AOK-Bundesverband: Tests über Steuern finanzieren
Die Tests seien aus Steuermitteln zu finanzieren, forderte auch der AOK-Bundesverband in seiner Stellungnahme. Es handele sich seiner Auffassung nach um eine Maßnahme zum allgemeinen Bevölkerungsschutz. Vor allem der öffentliche Gesundheitsdienst müsse anders aufgestellt werden, um seinem Auftrag für eine gute Bevölkerungsgesundheit nachkommen zu können. „Das bedeutet, dass er auch finanziell so auszustatten ist, damit er selbstständig handlungsfähig ist“, betont die AOK in der Stellungnahme.
MB: Das Personal wird nur unzureichend gestestet
Der Marburger Bund (MB) begrüßt die vorgesehene Ausweitung von Coronavirus-Tests, sieht aber noch zusätzlichen Handlungsbedarf. „Es gibt keine gesicherten Erkenntnisse darüber, wie hoch die Infektionsrate unter Ärzten und Pflegenden ist. Das liegt einerseits an der bundesweit unsystematischen Erfassung, andererseits aber auch an der unzureichenden Testung des medizinischen und pflegerischen Personals“, heißt es in der MB-Stellungnahme.
„Nach den jetzt bereits verfügten oder geplanten Lockerungen von Kontaktbeschränkungen muss der Fokus noch stärker darauf gerichtet sein, Infektionsketten zu erkennen und zu durchbrechen. Deswegen sollten auch alle Patienten, die in ein Krankenhaus aufgenommen werden, auf das Coronavirus getestet werden. Das wird nur gelingen, wenn die vorhandenen Testkapazitäten genutzt und bei Bedarf weiter ausgebaut werden“, betonte Dr. Susanne Johna, 1. MB-Vorsitzende.
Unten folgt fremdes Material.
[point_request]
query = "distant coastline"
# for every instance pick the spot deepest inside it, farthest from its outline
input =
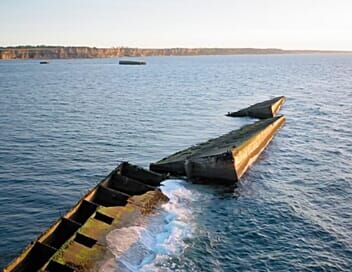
(68, 52)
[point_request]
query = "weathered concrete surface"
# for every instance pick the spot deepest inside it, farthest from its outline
(223, 159)
(76, 242)
(262, 110)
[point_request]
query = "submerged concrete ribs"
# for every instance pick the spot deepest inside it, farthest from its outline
(76, 242)
(224, 159)
(262, 110)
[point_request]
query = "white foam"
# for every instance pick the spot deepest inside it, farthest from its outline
(140, 248)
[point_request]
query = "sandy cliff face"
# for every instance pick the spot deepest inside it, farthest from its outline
(92, 52)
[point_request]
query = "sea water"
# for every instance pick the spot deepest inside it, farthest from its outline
(66, 125)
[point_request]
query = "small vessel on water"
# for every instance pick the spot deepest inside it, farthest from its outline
(132, 62)
(76, 242)
(262, 110)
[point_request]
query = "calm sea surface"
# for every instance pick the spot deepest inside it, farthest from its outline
(66, 125)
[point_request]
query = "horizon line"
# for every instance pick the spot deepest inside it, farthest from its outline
(163, 48)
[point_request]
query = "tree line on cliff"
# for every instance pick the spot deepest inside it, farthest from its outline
(61, 52)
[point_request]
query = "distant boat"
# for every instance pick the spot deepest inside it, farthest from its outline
(132, 62)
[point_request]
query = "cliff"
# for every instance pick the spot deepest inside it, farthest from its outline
(60, 52)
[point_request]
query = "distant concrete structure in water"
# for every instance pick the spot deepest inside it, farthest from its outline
(132, 62)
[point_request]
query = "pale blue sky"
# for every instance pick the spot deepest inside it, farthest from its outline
(288, 24)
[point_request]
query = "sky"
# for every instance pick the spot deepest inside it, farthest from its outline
(286, 24)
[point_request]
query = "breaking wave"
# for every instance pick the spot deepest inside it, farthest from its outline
(141, 247)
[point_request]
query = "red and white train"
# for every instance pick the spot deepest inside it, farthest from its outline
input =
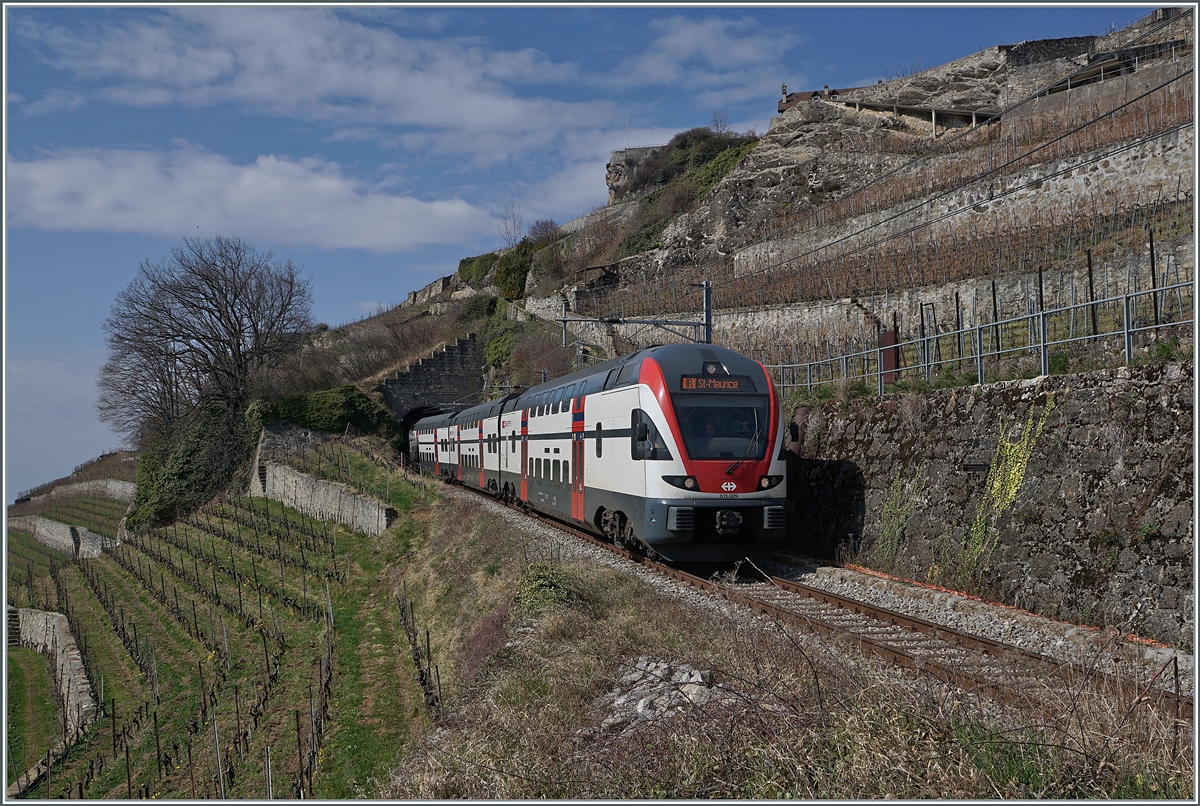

Die Diskrepanz zwischen den verfügbaren und genutzten Testkapazitäten sei exorbitant. Möglich wären derzeit etwa 860.000 Labortests pro Woche, tatsächlich würden davon aber weniger als die Hälfte genutzt.
Als ein positives Signal im Gesetzentwurf sieht der MB die Bereitschaft des Bundes, sich am Aufbau der Strukturen des Öffentlichen Gesundheitsdienstes mit rund 50 Millionen Euro zu beteiligen und für jedes der 375 Gesundheitsämter einen Finanzierungsanteil von ca. 100.000 bis 150.000 Euro für Investitionen der Länder bereitzustellen.
Kontroverse Stimmen kommen aus der Politik
Kontroverse Stimmen kommen aus der Politik. Hilde Mattheis (SPD) forderte eine Stärkung des ÖGD. Nachdem der Bund mit dem Gesetz die den Ländern und Kommunen zugeordneten Gesundheitsämter stark unterstütze, müsse eine Debatte geführt werden, wie die Verantwortung für die Gesundheitsvorsorge zwischen Bund und Ländern neu austariert werden könne.
Prof. Dr. Andrew Ullmann (FDP) wandte sich dagegen, die Kosten allein den Beitragszahlern zu überlassen. Die Stärkung des Öffentlichen Gesundheitsdienstes dürfe zudem nicht zulasten des Bundes gehen, dies sei Ländersache.
Die Fraktion von Bündnis 90/Die Grünen warnte davor, mit den jüngsten Lockerungen das Ende der Krise herbeizureden. Maria Klein-Schmeink erklärte, bisher sei es lediglich gelungen, die Pandemie zu begrenzen. Es müsse jedoch damit gerechnet werden, dass viele Menschen an dem Virus sterben. Sie betonte: „Es wäre fatal, davon auszugehen, dass die Probleme der Pandemie nicht mehr bestehen.“ Ferner erklärte sie, mit dem Gesetzentwurf würden wichtige Dinge angeschoben, dies reiche aber nicht aus. Auch Klein-Schmeink warnte davor, die künftigen Reihentests nur von der gesetzlichen Krankenversicherung zahlen zu lassen. Das Testen werde sehr viel Geld kosten und sei eine gesellschaftliche Aufgabe.
Im Anschluss an die Debatte wurde der Entwurf zur weiteren Beratung an den federführenden Gesundheitsausschuss überwiesen.